A ball with a mass of 0.1 kg moves at a speed of 5 m / s. After hitting the wall, it began to move in the opposite

A ball with a mass of 0.1 kg moves at a speed of 5 m / s. After hitting the wall, it began to move in the opposite direction at a speed of 4 m / s, which is equal to the measurement of the ball’s impulse as a result of hitting the wall.

m = 0.1 kg.

V1 = 5 m / s.

V2 = 4 m / s.

ΔP -?

The momentum of the body P is called a vector physical quantity equal to the product of the mass of the body m by the speed of its movement V: P = m * V. The momentum of the body P is directed just like the speed of movement of the body V.

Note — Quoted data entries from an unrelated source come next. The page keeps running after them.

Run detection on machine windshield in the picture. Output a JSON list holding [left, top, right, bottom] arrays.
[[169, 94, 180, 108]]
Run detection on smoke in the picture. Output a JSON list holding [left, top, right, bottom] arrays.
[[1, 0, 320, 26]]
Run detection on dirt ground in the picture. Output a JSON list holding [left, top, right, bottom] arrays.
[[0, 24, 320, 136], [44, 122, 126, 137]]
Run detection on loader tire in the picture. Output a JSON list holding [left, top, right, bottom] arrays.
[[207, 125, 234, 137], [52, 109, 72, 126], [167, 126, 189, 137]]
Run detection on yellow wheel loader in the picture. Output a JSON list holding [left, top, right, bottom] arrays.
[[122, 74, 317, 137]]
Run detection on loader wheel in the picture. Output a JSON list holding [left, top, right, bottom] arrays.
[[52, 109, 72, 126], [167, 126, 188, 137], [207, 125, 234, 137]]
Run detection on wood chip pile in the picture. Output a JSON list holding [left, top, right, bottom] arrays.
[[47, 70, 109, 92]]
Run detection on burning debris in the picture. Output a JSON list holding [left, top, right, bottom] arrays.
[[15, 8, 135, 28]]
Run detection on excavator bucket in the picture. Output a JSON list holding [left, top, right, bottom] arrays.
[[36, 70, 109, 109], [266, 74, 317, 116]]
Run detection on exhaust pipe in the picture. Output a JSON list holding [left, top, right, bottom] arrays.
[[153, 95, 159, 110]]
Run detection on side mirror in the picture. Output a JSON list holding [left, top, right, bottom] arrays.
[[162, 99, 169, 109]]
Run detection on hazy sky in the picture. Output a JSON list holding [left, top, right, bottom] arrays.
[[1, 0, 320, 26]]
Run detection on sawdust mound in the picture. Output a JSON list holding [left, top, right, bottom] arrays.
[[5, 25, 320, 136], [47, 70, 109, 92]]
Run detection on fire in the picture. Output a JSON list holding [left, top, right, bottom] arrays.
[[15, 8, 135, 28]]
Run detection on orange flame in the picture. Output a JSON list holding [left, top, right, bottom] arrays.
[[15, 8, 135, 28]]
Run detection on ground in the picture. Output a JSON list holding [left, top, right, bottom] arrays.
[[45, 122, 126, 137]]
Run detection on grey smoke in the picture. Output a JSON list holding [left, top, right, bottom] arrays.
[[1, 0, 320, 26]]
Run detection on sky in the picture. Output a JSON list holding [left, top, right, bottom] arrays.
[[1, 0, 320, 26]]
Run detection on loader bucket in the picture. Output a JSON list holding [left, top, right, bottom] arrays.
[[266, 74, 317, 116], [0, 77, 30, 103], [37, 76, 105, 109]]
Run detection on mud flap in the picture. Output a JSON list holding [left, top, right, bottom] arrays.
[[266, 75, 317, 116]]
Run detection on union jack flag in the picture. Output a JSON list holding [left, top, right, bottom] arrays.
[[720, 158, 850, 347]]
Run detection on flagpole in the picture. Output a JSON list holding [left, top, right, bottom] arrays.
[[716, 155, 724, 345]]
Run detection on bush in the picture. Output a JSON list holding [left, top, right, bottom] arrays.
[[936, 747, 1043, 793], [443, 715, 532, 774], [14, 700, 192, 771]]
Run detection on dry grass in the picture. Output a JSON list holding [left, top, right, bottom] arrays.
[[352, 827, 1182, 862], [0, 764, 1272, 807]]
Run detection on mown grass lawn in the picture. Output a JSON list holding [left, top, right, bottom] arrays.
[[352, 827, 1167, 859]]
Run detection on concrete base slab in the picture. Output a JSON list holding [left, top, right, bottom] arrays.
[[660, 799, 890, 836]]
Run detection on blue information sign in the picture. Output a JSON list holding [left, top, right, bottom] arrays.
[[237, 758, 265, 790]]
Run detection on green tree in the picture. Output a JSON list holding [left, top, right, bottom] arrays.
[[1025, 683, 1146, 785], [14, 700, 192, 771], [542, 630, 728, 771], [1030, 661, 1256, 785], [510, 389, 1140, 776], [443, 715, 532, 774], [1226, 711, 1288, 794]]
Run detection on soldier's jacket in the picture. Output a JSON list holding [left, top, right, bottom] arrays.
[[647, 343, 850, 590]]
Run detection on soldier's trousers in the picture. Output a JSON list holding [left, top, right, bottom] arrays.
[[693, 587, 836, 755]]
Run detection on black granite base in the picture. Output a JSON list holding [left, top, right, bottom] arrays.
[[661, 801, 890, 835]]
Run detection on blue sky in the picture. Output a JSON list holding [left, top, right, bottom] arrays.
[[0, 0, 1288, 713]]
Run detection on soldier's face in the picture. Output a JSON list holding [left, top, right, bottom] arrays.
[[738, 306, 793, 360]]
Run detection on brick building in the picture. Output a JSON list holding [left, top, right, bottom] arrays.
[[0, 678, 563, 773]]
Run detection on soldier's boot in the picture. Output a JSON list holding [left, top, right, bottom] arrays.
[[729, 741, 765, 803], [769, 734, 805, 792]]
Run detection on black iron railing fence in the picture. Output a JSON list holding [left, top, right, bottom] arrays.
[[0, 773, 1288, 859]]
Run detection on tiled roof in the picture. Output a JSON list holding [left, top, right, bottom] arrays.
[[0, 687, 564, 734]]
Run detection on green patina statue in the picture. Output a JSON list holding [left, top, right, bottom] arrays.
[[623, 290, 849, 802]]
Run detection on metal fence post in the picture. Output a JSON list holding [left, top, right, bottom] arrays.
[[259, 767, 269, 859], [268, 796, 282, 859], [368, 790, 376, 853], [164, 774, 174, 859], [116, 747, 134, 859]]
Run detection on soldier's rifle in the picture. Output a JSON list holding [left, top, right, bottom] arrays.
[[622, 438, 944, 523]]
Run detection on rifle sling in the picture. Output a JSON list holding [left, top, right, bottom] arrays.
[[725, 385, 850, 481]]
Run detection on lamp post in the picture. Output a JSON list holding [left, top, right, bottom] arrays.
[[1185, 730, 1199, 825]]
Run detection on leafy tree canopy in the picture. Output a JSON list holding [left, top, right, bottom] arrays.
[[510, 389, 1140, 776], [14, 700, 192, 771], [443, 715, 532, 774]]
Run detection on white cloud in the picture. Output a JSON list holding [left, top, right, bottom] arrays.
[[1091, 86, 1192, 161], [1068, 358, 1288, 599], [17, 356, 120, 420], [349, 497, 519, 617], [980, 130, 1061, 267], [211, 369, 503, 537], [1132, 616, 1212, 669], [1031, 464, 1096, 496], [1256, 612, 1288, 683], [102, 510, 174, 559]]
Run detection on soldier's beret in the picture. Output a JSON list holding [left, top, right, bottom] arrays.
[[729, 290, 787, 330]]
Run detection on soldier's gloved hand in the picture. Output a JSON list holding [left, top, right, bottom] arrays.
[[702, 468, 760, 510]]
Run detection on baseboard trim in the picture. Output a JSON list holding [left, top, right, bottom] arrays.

The change in impulse ΔP is expressed by the formula: ΔP = P2 – P1 = m * V2 – m * V1 = m * (V2 – V1) – vector.

Since the speed of the ball before impact is directed in one direction, and after impact in the opposite direction, the vector difference (V2 – V1) = (V2 – (- V1)) = V2 + V1.

ΔP = m * (V2 + V1).

ΔP = 0.1 kg * (4 m / s + 5 m / s) = 0.9 kg * m / s.

Answer: the change in momentum upon impact of the ball is ΔP = 0.9 kg * m / s.